Sin embargo ¿a cuántos conocemos? Creo que con los dedos de las dos manos podríamos contar a los diputados. A los futbolistas, solo con una. Son ámbitos, sobre todo el segundo, donde aún hay mucho miedo al rechazo. Uno, por los votos, y el otro por el vestuario y por los insultos desde las gradas.
Porque te quita el miedo a ser el diferente, el raro, el apestado. Porque ves que hay otras personas a las que su orientación sexual o su identidad de género no les ha impedido llegar a ser buenas, incluso las mejores en lo suyo. Porque te normaliza ante los demás y ante ti mismo. Porque te enseña que tu identidad sexual o tu identidad de género puede definirte, pero en ningún caso limitarte. Y porque, si Ronaldo va a la entrega del balón de oro con su mujer o su novia ¿por qué coño no va a poder ir Fulanito con su novio? ¿Ves? No se me ocurre ningún futbolista gay de renombre...
Sí, estoy de acuerdo. Cada uno que haga con su armario (su sexualidad, su afectividad, su privacidad) lo que le dé la real gana, siempre y cuando respete al que tenga por delante. El outing, es decir, hacer pública la orientación sexual o identidad de género de una persona sin su consentimiento, me parece una falta de respeto. ¿Quién soy yo para hacerlo, sin conocer las razones personales, profesionales, sociales, sentimentales, religiosas, etc. que esa persona tiene para no darle el hachazo a la cadena y a la cerradura de su armario?
Puede que me entristezca su decisión o que no comparta sus razones, pero insisto: ¿quién soy yo, si es su vida, no la mía? Para mí esto es tan básico como que, si pido respeto, debo empezar por respetar a los demás. Por cierto, un principio muy cristiano, este de amar al prójimo como a ti mismo.
Sí, como se suele decir, la cosa va por barrios. No es lo mismo, por ejemplo, si eres un chico gay que vive en Chueca en Madrid, el Eixample en Barcelona o la Alameda de Hércules en Sevilla, que si eres una lesbiana o una chica trans en algún entorno rural de la llamada España Vacía. Ale, el joven gay que aparece muerto en la sauna en mi novela, es un ejemplo de esto que digo. Su familia es muy de campo, muy chapada a la antigua, pero él, desde que se fue a vivir a Sevilla, ya es otra persona. Sus ambientes son muy distintos.
Está claro que Internet y las redes sociales han globalizado y han acercado el mundo al resto del mundo, pero también que aún hay lugares en los que sigue siendo difícil ser y mostrarte tal y como eres porque, simplemente, no se dan las circunstancias ni los contextos adecuados. En Chueca hay mil bares de ambiente. En muchas capitales de provincia, ni uno solo.
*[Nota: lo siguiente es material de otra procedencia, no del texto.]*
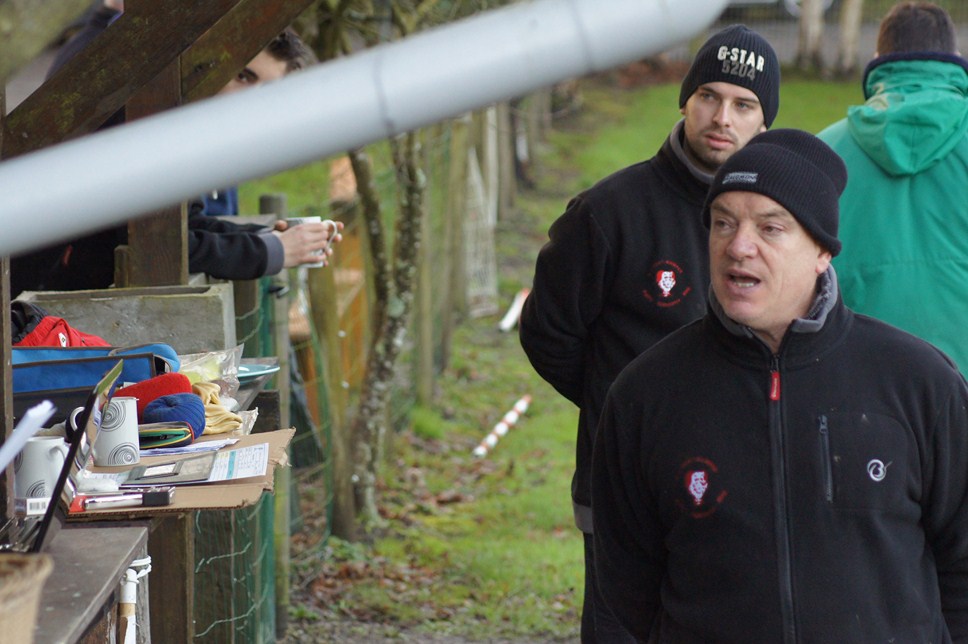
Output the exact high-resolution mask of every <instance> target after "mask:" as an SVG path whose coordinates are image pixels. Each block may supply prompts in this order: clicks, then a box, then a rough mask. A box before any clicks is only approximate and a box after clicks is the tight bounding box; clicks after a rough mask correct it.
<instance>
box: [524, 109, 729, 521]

Recientemente hemos escuchado al Vicepresidente de Castilla y León decir que los territorios como el suyo se están despoblando por la hipersexualización de la sociedad, porque se ha dejado de considerar que la función principal del sexo es la procreación. Y se ha quedado tan pancho.
Uno puede pensar dos cosas, que la ignorancia es muy temeraria o que, de ignorante, nada de nada, que lo ha dicho con toda la intención y toda la carga ideológica del mundo. Pero, en cualquier caso, imagínate que eres una chica adolescente de un pueblo pequeño de Zamora, perteneciente a una familia conservadora (por no decir religiosa) que escucha estas declaraciones. ¿Crees que va a salir fácilmente cogida de la mano de su novia a la plaza del pueblo?
Sin ánimo de parecer borde: no le des tantas vueltas, hombre, que esta partida son dos días, tú ya has gastado uno, y nadie tiene la certeza de la bola extra.
Te voy a dar la respuesta que te daría Miss Rubia: mi deseo es la paz en el mundo. Y no me refiero solo a Ucrania, que también, sino en general: no puede haber paz sin respeto al otro. Y, para que haya respeto al otro, tenemos que conocer. Y eso solo lo conseguiremos con educación. En este tema (no en muchos otros), sí está todo inventado.